Alm also remembers the school's athletic director during his time there. "Walt Kandelin was a retired Special Forces guy, an enthusiastic, barrel-chested guy who loved his job. He was always trying to discipline us by making us do pushups ..."

"And trying to get us off cigarettes!" chimed in Lee.

Graduating classes have always been small. "My class numbered 42," said Yamashita, "although there have been classes as large as 50. But, from the late '70s on, there's been a waiting list of those wanting to get into the school."

This will be the first time efforts have been made to bring all graduating classes back to the campus for one special reunion. School rooms will be designated "decade rooms" on Saturday, as classes from the '50s and on will meet and greet each other, even inviting members of the classes of 2000 and 2001 to co-mingle in the '90s room.

"In our efforts to get as many people as possible," Yamashita said, "we're finding out that word-of-mouth is working better than our mailers! But, for those who are still thinking of coming on Saturday, it's never too late to make reservations. They can even pay as late as the day of event at the door."

Notable alumni include people like Egan Inoue, an '84 grad who is a current Ultimate Fighting champion (building on his stellar athletic career as a former racquetball and jujitsu world champion); attorney John Komeiji; current UH Dean of Students Alan Yang; Locations owner Bill Chee; sisters Ali'i Stone Ching and Lani Stone, a former Mrs. Hawaii and Miss Hawaii respectively; State Sen. Norman Sakamoto; former Legislator and current BOE member Donna Ikeda; and one of the school's more celebrated alumnus, Salevaa Atisanoe.

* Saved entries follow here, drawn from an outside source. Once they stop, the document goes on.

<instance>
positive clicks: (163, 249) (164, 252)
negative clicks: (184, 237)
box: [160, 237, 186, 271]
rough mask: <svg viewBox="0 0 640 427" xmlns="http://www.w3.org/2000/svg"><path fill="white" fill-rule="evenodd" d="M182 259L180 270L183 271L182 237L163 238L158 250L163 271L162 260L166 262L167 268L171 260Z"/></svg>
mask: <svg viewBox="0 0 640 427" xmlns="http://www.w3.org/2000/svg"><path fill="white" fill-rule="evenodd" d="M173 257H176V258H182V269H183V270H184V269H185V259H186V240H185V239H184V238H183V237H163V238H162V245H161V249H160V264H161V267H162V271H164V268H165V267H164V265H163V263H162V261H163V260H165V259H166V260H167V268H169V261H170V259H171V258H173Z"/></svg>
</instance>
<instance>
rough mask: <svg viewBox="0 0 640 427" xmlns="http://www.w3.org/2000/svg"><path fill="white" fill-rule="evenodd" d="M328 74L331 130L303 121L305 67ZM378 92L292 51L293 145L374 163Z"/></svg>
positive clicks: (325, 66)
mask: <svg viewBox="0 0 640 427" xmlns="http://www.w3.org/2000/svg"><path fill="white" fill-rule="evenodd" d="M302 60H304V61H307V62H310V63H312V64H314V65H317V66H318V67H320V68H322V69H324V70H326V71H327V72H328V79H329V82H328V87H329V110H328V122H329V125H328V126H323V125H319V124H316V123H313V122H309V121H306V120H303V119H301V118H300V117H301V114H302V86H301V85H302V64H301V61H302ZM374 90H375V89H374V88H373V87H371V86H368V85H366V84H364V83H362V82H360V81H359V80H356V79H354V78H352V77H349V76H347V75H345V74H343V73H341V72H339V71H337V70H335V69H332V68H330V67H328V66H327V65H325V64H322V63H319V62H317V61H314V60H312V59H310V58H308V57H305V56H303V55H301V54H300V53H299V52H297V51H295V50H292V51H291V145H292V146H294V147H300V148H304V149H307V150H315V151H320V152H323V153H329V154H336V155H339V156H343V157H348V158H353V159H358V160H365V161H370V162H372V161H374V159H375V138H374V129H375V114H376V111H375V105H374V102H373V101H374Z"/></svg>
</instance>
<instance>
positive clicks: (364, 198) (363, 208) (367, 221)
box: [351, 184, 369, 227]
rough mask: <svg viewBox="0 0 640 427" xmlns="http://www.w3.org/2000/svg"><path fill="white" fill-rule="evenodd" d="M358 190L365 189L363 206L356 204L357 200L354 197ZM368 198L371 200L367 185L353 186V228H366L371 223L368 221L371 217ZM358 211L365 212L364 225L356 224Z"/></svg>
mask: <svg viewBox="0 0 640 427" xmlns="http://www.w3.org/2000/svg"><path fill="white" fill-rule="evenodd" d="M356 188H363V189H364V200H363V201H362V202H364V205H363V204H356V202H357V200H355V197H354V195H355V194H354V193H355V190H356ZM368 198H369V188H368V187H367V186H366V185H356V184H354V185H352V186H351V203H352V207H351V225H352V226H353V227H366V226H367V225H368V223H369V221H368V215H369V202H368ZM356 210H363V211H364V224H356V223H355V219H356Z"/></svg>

Yamashita said the the former sumo wrestler known around the world as Konishiki is bringing 10 people to the reunion "and he's asking for XL and XXL-sized commemorative T-shirts!"



Lee's parents were happy "when the school accepted me after showing up for an open call. I started as a preschooler in fall of '58, one of a class of 38. I consider my class closer than family at times; it's not unusual for us to get together two, three, four times a year, whenever a classmate, who now lives out-of-state, comes back for a visit. Getting together for us is no problem."

Yamashita echoed Lee's feelings about his own classmates. "They've seen the good, the bad and ugly in you, sometimes I think moreso than your own brothers and sisters!

"The school always encouraged us to be individuals," he said. "The way that the curriculum was developed, we weren't educated in the standard way. And I've found that it's helped me when I later went into the business world, what with different management styles and 'thinking outside of the box.' It gave me a sense of resourcefulness."

Lee said he appreciated the liberal arts education he received throughout his schooling. "We always had art, language -- I remember taking Japanese when I was in the 9th grade -- music, where you took either band or choir.

"It was also cool to be located next to the university. Some of my fondest memories were of student teachers who would take some of us across the street to their own classes."

The upper classmen even participated during the protest years, in particular Moratorium Day in 1968. "Those from 9th grade up, we got out of class at 9:30 in the morning to walk across the street to demonstrate and participate in the Bachman Hall sit-in with people like Oliver Lee and John Witeck," in those heady times when even the University's ROTC building was burned down in protest.

Memories like those and other less dramatic will probably be recounted in the decade rooms, or during one of the dinner sittings under a makeshift tent with Vicki Holt Takamine's halau and Kilinahe performing or on the dance floor of the school's multi-purpose building, a combination cafeteria, volleyball/wrestling areas and theater. There's a lot of history associated with this rather nondescript school. And a lot of memories of growing up.